Biological research is rarely definitive, and experimental evidence for a particular model can often be considered more or less convincing at best. It is the very nature of science that most models are merely "works in progress" which only remain valid until they are supplanted by a refined model or are proven wrong and discarded.

It is therefore hardly surprising that peer-reviewed and published results are sometimes irreproducible in a different experimental context or when subjected to more sensitive analysis; results in vitro may not reflect the complexity of the situation in vivo. In addition, experiments may be poorly performed or simply vary for undefinable reasons. As a publisher of primary research, we believe that we are obliged to take seriously any refutations of results that we publish, and to publish those that are convincing. Our procedure is first to give the authors of the refuted publication the opportunity to respond; both the refutation and the response are then rigorously peer reviewed, ideally by the referees of the original paper. This procedure allows scope for the refuted authors to have their say, it quickly resolves differences of a clearly technical nature, and it circumvents the possibility that the refuted author might block publication of the refutation. If the reviewers believe that the manuscript raises legitimate, convincing questions on the validity of a key claim, we will publish the refutation, on the grounds that if the original claim was judged to be of broad interest, the fact that it is not reliable is presumably also of equal interest.

This issue contains an example of a refutation as well as correspondence relating to a previous refutation. In May 1999, we published a paper from Sherr and colleagues that showed that the tumour suppressor protein, p14ARF, sequesters Mdm2 in the nucleolus, thereby preventing it from antagonizing the function of the tumour suppressor protein, p53 ( Nature Cell Biol. 1, 20–26 (1999)). Another paper published in our pages from Vousden and colleagues added further support for this model ( Nature Cell Biol. 2, 179–181 (2000)). On page 445 of this issue, Peters and colleagues provide evidence that in at least some situations in which p53 is stabilized, Mdm2 is not localized to the nucleolus, and ARF is able to antagonize its function without itself localizing to the nucleolus. The exact reasons for the experimental discrepancies between these papers remain unclear; nevertheless, the extent to which nucleolar sequestration of Mdm2 by p14ARF contributes to its negative effect on the Mdm2-p53 pathway is an issue ripe for further study and debate.

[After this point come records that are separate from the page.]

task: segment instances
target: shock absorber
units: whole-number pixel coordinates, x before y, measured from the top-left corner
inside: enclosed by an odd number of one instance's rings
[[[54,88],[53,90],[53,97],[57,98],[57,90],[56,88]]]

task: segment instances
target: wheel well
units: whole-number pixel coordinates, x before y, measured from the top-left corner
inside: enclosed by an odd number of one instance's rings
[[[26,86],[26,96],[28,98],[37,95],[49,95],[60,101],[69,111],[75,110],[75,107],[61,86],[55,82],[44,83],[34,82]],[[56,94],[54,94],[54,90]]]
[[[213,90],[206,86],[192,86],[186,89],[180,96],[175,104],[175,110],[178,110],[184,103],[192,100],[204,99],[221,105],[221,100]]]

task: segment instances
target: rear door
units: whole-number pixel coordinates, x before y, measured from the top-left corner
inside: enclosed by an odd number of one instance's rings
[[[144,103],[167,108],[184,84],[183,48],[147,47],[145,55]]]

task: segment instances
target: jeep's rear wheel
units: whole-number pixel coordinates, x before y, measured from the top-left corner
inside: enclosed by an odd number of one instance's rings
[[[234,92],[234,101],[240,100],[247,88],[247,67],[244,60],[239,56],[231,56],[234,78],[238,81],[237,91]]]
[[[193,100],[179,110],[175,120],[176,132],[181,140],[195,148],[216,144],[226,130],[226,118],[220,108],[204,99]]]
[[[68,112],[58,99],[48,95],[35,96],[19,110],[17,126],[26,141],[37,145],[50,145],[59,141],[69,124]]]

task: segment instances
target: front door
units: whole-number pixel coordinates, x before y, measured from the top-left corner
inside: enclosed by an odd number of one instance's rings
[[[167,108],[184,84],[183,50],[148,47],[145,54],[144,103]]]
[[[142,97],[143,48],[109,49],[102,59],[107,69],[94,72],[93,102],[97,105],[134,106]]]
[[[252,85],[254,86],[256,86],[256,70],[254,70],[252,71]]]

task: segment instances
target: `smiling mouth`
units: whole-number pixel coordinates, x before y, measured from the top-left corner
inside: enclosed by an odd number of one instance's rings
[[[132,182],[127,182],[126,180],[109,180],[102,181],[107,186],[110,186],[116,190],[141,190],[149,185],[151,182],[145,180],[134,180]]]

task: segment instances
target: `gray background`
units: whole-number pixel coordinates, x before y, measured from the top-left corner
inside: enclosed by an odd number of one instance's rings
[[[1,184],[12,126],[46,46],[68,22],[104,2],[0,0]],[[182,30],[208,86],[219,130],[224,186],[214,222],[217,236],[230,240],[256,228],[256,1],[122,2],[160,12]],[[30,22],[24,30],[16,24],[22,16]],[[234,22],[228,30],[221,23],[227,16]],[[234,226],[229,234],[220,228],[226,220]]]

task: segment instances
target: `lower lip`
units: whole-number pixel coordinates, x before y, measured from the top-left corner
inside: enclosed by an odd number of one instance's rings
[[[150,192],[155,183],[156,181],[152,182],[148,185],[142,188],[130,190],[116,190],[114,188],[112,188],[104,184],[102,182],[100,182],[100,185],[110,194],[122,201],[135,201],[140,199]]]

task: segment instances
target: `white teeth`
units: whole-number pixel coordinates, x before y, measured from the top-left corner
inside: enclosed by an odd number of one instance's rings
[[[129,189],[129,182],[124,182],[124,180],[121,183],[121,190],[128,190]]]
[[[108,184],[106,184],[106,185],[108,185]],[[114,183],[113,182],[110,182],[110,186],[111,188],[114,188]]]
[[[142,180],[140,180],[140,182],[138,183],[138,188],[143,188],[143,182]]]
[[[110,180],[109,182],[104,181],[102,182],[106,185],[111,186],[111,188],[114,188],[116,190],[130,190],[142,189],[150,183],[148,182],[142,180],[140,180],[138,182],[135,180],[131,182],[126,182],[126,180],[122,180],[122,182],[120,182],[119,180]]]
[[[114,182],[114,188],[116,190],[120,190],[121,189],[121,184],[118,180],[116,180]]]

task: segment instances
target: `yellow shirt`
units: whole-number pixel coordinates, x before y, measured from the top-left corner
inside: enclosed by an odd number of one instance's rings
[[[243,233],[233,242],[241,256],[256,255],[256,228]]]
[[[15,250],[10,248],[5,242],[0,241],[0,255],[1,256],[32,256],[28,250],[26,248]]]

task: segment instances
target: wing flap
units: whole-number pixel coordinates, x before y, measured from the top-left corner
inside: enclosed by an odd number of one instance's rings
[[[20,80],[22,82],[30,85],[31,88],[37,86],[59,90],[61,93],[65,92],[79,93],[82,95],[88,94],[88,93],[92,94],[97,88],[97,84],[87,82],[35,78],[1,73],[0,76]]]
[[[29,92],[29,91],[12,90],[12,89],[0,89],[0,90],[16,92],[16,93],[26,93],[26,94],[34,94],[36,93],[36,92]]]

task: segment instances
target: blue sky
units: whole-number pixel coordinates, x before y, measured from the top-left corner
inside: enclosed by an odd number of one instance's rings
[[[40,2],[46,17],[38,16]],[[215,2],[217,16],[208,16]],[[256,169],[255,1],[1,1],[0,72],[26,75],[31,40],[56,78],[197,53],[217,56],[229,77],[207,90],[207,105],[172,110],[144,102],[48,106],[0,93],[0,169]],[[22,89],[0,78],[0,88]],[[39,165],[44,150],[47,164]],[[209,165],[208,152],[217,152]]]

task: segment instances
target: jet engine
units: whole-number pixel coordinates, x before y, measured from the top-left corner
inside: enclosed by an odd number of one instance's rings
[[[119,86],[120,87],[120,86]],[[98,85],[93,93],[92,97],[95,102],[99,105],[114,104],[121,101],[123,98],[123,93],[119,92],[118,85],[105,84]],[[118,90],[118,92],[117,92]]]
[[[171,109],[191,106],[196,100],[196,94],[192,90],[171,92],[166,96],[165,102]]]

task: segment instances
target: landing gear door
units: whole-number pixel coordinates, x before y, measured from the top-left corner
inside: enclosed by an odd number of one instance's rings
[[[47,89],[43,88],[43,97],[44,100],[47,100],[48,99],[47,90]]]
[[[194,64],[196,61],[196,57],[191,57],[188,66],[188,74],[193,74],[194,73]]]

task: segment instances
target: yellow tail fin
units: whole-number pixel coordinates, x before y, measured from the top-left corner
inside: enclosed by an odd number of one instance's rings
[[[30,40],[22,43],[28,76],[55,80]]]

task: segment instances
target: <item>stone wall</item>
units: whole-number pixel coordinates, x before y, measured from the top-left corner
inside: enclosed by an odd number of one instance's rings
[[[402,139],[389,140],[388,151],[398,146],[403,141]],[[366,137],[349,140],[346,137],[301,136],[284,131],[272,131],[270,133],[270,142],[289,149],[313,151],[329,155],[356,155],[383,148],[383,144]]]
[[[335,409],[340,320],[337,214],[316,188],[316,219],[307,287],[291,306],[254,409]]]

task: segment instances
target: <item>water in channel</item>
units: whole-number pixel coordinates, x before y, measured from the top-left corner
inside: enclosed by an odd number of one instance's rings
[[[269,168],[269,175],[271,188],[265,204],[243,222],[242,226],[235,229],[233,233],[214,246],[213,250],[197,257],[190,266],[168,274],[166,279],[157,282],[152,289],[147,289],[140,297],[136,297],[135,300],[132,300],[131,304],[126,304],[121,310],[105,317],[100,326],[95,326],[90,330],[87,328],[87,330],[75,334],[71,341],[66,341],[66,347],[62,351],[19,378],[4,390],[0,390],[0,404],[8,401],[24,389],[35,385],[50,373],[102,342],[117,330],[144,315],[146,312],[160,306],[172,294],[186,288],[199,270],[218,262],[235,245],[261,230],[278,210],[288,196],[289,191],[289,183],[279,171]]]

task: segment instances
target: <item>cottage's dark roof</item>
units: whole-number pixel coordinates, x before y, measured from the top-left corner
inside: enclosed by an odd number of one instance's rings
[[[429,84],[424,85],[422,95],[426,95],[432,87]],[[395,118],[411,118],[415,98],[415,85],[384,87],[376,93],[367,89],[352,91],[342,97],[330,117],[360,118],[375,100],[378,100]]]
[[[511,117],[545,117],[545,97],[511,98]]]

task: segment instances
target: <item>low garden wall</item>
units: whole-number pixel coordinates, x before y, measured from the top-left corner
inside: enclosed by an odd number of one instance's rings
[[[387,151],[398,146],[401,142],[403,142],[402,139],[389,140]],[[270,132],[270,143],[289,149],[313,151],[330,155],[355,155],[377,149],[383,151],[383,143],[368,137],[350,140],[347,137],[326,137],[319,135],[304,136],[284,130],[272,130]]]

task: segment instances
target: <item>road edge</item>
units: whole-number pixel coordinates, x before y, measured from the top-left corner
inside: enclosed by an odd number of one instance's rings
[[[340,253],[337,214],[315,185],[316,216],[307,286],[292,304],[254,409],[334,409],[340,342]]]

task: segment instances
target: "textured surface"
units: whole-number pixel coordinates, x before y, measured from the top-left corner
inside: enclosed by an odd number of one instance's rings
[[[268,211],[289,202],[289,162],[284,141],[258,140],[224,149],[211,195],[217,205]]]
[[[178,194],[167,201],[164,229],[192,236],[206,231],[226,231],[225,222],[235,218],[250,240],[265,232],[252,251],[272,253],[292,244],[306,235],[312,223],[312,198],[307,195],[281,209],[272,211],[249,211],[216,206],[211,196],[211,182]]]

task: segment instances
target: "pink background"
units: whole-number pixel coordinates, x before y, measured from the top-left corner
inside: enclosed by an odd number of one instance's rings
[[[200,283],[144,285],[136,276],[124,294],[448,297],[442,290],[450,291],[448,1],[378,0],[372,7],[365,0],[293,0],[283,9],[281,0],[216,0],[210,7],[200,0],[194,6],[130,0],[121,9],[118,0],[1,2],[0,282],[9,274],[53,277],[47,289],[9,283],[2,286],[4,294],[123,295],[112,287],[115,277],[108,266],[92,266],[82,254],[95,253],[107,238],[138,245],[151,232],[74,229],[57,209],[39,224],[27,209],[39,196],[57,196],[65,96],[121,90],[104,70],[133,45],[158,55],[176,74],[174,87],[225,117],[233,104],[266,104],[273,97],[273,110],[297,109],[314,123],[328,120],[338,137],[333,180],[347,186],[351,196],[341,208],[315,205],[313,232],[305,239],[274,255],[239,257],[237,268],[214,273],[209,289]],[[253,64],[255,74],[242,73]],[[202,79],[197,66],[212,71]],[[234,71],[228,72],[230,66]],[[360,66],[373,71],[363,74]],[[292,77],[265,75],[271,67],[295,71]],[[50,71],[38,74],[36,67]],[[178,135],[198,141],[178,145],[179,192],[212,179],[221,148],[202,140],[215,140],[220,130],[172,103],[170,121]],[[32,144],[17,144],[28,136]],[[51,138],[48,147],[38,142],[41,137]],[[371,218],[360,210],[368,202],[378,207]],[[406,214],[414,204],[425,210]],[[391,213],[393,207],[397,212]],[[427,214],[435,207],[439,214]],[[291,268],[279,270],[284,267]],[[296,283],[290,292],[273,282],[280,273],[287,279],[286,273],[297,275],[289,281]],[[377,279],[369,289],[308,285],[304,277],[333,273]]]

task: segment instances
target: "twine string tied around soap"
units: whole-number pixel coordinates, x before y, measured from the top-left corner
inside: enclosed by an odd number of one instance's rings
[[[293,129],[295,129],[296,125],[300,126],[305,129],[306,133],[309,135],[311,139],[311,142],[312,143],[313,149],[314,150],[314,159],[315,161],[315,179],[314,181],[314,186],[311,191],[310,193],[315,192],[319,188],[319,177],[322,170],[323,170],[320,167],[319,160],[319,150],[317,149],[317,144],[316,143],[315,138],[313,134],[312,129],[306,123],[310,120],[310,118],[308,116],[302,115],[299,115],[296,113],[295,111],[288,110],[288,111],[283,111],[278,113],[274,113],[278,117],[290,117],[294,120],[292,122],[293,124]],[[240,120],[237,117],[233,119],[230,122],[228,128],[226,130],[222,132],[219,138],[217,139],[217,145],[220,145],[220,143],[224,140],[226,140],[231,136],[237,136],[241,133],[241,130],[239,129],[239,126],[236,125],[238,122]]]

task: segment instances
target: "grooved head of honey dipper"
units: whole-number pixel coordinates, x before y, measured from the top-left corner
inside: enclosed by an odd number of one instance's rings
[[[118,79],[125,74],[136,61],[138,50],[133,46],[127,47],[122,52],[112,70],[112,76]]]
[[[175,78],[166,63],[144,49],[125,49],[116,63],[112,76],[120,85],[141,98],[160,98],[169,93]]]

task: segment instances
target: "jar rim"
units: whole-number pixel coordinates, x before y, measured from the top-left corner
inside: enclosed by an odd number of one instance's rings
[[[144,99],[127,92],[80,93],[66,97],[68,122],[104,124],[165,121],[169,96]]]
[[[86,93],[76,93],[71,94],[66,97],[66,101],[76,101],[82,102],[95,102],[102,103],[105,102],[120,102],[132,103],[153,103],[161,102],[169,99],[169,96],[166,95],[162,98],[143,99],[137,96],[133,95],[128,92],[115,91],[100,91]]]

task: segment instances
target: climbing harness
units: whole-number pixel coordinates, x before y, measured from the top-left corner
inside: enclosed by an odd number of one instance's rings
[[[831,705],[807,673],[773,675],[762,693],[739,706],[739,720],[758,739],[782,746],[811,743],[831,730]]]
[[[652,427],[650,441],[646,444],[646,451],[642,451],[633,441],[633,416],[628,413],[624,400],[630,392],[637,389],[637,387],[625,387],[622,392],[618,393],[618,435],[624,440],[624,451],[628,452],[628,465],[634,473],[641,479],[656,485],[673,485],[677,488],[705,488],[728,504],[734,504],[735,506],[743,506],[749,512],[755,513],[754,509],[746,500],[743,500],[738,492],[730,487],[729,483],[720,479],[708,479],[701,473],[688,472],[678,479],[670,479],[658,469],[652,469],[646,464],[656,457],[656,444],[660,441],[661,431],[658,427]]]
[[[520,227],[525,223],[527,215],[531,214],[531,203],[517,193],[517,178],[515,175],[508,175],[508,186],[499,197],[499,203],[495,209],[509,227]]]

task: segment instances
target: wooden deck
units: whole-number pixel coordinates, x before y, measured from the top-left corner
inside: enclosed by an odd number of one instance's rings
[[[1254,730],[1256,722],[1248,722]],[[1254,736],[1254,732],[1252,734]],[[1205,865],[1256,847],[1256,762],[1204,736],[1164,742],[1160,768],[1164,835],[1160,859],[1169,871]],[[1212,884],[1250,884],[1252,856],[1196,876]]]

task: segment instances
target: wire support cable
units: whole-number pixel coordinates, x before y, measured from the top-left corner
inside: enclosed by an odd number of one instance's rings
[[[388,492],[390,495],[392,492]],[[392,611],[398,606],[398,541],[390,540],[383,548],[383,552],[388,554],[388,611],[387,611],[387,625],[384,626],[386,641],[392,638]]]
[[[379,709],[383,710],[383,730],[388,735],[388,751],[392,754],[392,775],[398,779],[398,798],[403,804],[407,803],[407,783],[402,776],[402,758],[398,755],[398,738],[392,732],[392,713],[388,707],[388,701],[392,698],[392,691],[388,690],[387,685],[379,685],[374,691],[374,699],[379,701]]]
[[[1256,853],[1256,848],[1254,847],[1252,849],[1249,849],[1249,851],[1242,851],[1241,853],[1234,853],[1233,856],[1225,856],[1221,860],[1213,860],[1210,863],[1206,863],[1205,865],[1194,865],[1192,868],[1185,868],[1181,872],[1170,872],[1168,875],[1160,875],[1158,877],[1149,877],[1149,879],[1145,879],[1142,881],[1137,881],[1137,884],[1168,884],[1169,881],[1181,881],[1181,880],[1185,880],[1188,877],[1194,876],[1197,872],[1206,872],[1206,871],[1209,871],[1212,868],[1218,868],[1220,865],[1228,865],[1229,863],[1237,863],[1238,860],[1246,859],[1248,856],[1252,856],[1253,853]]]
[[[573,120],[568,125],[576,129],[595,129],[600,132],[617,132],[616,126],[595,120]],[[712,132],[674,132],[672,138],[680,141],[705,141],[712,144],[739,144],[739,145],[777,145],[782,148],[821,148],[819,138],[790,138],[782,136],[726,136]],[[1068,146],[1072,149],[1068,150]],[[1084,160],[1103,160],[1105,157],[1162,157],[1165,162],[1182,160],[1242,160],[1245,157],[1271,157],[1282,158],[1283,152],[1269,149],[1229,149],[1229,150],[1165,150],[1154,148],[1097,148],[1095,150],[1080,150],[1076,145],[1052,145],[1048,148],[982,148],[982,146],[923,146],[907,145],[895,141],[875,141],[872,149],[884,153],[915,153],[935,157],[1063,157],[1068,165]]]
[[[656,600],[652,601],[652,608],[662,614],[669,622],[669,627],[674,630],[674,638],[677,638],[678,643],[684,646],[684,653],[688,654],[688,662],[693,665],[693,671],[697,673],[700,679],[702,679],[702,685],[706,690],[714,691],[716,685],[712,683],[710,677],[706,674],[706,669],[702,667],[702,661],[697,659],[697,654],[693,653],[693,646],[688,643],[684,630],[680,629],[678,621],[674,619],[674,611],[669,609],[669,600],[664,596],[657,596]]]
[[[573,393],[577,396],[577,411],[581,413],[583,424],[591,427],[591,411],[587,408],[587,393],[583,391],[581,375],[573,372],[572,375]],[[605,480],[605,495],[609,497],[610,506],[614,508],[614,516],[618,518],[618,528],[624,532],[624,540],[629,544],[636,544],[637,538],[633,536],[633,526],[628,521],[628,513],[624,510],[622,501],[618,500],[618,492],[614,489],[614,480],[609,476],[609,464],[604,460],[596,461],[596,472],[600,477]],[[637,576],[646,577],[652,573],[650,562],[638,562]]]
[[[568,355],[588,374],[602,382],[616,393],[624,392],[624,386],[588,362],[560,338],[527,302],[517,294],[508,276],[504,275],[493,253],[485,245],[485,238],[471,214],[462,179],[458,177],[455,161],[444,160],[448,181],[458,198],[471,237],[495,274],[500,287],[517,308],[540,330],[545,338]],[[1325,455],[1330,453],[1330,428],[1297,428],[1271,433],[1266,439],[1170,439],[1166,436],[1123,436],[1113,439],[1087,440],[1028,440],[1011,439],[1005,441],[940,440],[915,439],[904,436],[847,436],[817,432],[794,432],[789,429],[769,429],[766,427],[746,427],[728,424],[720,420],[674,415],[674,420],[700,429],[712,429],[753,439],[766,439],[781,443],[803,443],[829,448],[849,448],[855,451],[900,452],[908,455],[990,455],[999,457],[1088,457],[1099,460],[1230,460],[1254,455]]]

In another example, in December 1999, Imaizumi and colleagues showed that in the presence of certain mutations in presenilin that are linked to familial Alzheimer's disease (FAD), the unfolded protein response (UPR) is downregulated (Nature Cell Biol. 1, 479– 485 (1999)). This suggested that an impaired UPR, which normally deals with situations of cellular stress, might contribute to the development of this disease. Later, however, Thinakaran and colleagues did not observe any effects of the UPR in the presence of FAD-linked PS1 mutations (Nature Cell Biol. 2, 863– 870 (2000)). The final chapter in this story is a Letter to the Editor from Imaizumi and colleagues on page E104 of this issue, stressing that the discrepancies between the two papers are quantitative and are apparently sensitive to both experimental conditions and the selection of time points. Future investigations will determine under which circumstances presenilin mutations might affect the UPR and, perhaps most importantly, whether the UPR has a role in the pathogenesis of FAD.

These examples illustrate that controversy is an integral part of scientific discovery, and often helps to spur progress. Our responsibility as publishers of primary research is to ensure that substantial criticisms are allowed similar opportunities for publication if, on careful consideration, they appear to be valid.